Pour la première fois depuis 1993 et dans une proportion bien plus importante, les socialistes sont plus nombreux au Sénat qu’à l’Assemblée nationale. Cela renforce d’autant leur positionnement politique, au sein de cette assemblée. Surtout qu’ils y demeurent le deuxième groupe le plus important, après Les Républicains, loin devant la REM, qui ambitionnait de le devenir. Mais, pour cela, il leur faut rester unis. La désignation de leur président revêt ainsi une importance particulière.

Enfin, ces résultats soulèvent la question de la faisabilité d’une révision constitutionnelle.

Elle n’est nullement remise en cause, car toute révision ayant abouti a toujours été le fruit de compromis entre les deux assemblées.

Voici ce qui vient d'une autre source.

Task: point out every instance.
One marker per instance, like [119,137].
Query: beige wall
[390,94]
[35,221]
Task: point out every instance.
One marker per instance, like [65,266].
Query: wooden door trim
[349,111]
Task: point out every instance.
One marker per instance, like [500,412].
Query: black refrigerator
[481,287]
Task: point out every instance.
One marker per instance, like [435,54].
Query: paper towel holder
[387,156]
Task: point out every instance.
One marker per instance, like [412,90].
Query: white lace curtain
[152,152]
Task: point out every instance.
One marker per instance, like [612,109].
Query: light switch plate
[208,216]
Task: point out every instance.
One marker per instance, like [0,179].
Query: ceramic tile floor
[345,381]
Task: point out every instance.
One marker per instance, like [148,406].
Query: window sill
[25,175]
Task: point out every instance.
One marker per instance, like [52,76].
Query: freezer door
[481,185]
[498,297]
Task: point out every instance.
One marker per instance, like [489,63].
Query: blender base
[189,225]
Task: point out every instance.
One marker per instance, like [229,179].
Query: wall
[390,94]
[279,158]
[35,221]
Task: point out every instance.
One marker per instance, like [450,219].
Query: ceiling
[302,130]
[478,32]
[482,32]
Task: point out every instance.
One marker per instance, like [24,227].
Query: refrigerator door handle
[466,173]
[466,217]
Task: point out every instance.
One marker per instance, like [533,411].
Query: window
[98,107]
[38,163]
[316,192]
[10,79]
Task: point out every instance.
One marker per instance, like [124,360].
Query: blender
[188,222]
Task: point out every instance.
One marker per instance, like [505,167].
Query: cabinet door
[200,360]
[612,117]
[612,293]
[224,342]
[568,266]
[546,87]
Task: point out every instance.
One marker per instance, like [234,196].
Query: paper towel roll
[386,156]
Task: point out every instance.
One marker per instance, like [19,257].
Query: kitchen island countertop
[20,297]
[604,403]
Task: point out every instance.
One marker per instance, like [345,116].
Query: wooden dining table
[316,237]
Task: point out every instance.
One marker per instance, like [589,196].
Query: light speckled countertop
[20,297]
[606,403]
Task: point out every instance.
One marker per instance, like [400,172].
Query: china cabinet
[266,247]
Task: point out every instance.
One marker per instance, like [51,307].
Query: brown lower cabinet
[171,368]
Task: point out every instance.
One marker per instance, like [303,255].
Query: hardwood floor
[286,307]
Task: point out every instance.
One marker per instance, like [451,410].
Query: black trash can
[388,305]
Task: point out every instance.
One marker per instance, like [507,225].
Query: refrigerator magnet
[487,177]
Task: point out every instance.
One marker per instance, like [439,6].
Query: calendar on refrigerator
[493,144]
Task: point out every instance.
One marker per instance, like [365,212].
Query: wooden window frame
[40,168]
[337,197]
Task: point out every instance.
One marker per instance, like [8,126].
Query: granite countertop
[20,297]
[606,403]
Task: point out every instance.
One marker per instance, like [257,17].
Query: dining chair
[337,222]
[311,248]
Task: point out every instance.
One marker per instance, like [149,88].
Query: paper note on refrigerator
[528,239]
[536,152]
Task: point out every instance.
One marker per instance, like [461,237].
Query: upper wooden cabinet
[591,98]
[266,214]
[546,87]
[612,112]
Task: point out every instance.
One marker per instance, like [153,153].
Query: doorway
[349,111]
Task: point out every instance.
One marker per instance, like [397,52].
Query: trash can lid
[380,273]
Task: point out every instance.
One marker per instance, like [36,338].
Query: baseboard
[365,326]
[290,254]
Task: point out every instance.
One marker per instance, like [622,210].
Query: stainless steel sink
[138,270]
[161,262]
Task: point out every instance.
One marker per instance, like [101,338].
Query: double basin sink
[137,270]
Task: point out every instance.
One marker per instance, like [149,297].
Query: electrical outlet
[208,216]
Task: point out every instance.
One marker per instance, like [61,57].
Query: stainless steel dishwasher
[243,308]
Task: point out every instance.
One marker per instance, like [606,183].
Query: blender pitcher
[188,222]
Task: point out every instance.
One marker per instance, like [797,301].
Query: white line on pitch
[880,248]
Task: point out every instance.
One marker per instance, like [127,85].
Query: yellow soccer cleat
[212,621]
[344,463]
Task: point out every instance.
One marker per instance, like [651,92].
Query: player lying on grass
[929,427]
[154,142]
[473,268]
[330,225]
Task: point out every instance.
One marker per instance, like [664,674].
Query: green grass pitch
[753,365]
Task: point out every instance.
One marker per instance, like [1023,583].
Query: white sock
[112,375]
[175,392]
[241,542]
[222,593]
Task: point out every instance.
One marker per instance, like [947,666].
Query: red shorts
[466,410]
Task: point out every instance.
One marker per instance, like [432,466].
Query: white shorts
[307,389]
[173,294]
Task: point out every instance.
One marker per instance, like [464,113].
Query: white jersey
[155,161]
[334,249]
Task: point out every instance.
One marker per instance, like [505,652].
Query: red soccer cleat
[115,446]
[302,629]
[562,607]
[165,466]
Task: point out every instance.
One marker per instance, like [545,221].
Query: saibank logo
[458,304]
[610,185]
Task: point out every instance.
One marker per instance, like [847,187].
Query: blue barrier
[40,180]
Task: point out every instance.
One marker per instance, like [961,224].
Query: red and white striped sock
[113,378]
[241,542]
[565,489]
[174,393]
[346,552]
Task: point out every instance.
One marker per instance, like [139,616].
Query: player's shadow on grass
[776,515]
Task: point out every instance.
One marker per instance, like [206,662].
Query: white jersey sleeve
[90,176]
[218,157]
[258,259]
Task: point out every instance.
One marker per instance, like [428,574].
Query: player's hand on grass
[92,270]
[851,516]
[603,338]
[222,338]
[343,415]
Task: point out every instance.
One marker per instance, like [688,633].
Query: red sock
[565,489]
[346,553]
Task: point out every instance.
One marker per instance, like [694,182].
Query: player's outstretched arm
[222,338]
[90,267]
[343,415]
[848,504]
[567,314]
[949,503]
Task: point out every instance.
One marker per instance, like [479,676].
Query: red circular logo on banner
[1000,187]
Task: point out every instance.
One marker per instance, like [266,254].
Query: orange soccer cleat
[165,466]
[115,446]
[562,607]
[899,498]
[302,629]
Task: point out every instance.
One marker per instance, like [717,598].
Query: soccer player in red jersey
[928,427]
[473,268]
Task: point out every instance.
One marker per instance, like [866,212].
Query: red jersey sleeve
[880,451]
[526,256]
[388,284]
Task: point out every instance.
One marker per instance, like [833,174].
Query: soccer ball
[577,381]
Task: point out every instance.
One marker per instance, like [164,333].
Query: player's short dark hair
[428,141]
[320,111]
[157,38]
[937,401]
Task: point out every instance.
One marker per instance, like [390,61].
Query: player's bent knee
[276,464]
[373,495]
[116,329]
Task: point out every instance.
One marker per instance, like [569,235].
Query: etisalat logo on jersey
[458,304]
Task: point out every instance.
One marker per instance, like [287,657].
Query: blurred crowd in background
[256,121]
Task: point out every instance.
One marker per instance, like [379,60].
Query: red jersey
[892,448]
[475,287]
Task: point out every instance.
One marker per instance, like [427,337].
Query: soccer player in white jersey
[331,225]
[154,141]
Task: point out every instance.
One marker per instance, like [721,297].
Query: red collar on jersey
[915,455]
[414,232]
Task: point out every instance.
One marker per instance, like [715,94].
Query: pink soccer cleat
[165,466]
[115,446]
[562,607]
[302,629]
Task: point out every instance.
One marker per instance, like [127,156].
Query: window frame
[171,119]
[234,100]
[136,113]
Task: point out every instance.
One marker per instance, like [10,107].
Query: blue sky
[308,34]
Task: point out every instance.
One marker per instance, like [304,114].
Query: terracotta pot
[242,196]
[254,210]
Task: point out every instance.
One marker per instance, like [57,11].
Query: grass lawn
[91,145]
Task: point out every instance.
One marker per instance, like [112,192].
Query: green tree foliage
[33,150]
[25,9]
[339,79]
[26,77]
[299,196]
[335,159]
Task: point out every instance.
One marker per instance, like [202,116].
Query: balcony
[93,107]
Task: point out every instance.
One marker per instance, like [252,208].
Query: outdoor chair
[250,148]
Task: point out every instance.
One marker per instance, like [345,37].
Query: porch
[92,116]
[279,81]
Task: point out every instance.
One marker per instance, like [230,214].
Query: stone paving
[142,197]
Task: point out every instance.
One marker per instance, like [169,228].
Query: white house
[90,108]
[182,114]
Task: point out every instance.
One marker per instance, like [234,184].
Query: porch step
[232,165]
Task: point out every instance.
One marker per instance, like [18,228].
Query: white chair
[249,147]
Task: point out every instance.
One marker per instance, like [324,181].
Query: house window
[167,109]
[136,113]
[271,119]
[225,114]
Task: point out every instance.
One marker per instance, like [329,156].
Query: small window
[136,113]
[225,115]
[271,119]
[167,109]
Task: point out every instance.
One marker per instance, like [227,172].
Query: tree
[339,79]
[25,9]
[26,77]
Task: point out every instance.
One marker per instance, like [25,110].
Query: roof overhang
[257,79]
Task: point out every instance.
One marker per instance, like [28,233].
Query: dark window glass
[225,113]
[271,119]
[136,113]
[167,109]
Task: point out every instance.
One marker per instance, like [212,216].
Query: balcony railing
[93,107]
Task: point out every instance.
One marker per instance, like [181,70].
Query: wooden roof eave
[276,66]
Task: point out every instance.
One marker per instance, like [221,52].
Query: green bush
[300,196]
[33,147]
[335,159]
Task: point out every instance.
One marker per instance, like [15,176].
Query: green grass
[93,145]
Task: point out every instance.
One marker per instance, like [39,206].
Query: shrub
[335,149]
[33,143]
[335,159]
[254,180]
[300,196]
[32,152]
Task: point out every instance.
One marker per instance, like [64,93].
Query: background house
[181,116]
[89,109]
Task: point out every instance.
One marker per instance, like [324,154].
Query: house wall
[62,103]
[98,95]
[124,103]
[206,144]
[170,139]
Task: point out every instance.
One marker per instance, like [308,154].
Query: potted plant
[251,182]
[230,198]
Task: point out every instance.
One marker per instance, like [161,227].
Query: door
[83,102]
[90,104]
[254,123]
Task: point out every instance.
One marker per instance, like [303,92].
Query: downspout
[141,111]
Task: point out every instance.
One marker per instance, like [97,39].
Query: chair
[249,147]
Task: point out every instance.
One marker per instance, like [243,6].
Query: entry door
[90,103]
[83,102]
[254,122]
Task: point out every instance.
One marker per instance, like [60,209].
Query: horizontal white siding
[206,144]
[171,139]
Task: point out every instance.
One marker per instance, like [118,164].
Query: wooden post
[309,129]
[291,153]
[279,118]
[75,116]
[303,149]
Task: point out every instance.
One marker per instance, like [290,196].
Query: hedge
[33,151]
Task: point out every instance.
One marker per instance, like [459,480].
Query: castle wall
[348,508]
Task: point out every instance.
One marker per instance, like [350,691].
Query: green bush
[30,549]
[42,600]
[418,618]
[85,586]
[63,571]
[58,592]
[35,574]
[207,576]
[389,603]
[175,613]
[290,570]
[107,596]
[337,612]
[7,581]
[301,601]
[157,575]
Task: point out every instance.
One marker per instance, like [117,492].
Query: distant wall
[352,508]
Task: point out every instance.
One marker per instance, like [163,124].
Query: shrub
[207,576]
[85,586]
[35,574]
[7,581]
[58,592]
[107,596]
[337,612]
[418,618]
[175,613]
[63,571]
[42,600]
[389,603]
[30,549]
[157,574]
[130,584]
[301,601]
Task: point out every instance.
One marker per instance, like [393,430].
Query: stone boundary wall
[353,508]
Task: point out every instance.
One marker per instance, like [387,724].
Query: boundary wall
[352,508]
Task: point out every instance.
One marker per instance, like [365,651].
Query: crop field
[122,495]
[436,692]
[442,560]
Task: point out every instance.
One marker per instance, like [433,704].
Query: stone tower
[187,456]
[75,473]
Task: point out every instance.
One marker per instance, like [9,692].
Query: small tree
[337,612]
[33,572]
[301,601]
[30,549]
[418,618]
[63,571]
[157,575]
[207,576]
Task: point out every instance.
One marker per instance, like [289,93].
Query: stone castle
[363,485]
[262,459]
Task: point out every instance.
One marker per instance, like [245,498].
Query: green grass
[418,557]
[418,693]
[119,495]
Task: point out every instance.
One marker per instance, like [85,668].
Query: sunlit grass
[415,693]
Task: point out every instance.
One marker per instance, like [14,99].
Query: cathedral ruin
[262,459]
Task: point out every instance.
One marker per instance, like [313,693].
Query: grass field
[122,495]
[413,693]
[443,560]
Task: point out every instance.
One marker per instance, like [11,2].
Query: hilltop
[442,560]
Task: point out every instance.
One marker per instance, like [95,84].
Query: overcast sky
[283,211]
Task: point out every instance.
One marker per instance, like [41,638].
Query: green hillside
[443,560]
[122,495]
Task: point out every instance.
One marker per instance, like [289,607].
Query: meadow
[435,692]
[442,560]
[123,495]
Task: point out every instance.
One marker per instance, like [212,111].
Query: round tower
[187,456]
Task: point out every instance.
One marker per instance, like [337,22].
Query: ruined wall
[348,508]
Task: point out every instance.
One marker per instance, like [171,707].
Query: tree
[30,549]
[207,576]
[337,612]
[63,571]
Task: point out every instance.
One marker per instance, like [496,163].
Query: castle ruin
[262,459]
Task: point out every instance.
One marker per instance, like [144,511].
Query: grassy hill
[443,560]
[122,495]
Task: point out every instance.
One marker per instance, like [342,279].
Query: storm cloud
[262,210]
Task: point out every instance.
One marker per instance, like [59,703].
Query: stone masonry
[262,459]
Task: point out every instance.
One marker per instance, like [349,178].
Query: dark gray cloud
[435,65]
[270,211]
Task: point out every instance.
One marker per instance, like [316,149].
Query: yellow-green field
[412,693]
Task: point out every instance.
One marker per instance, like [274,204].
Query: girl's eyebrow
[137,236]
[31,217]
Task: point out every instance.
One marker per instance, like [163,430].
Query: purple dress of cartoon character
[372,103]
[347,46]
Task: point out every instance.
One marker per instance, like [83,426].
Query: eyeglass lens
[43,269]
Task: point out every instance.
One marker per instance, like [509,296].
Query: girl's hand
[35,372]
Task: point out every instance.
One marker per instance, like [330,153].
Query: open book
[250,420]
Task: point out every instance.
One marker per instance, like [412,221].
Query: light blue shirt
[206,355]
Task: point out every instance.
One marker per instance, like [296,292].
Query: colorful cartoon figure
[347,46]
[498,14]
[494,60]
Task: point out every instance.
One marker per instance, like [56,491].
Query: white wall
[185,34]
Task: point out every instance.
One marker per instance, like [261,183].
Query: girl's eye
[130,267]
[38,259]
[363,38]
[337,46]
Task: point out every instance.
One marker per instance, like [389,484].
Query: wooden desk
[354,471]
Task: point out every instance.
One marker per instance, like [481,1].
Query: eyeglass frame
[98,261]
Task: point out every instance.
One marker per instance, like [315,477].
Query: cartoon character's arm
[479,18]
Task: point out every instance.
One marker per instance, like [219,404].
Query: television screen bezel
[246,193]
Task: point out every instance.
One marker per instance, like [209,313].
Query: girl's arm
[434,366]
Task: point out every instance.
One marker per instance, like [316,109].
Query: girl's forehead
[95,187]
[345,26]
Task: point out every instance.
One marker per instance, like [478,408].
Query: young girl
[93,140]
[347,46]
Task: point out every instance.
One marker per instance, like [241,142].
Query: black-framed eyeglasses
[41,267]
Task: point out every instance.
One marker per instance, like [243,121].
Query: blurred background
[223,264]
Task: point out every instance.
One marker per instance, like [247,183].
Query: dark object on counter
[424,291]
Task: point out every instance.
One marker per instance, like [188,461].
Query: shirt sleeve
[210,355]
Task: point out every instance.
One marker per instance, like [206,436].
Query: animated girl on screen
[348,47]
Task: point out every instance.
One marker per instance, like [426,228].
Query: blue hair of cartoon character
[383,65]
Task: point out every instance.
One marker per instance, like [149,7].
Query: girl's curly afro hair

Et la question n’est pas tant celle de la majorité des 3/5e au Congrès que celle d’une majorité sénatoriale, soutenant le même texte que celui adopté par l’Assemblée. Car, ne l’oublions pas, avant même d’aller au Congrès ou de soumettre la révision à referendum, les deux chambres doivent s’accorder sur un texte identique. Ici, c’est la droite et Les Républicains qui pèseront.

Le Président de la République pourra alors déployer, à nouveau, ses talents d’équilibriste et raviver sa politique du « en même temps ».

Il lui faudra convaincre l’Assemblée nationale et en même temps le Sénat, la droite et en même temps la gauche. Bref, aboutir à une révision constitutionnelle qui soit équilibrée et en même temps efficace.

Et, lors de cette révision et, au-delà, pour l’adoption des textes législatifs, il faudra compter avec un Sénat fidèle à lui-même, où l’opposition y est ravivée.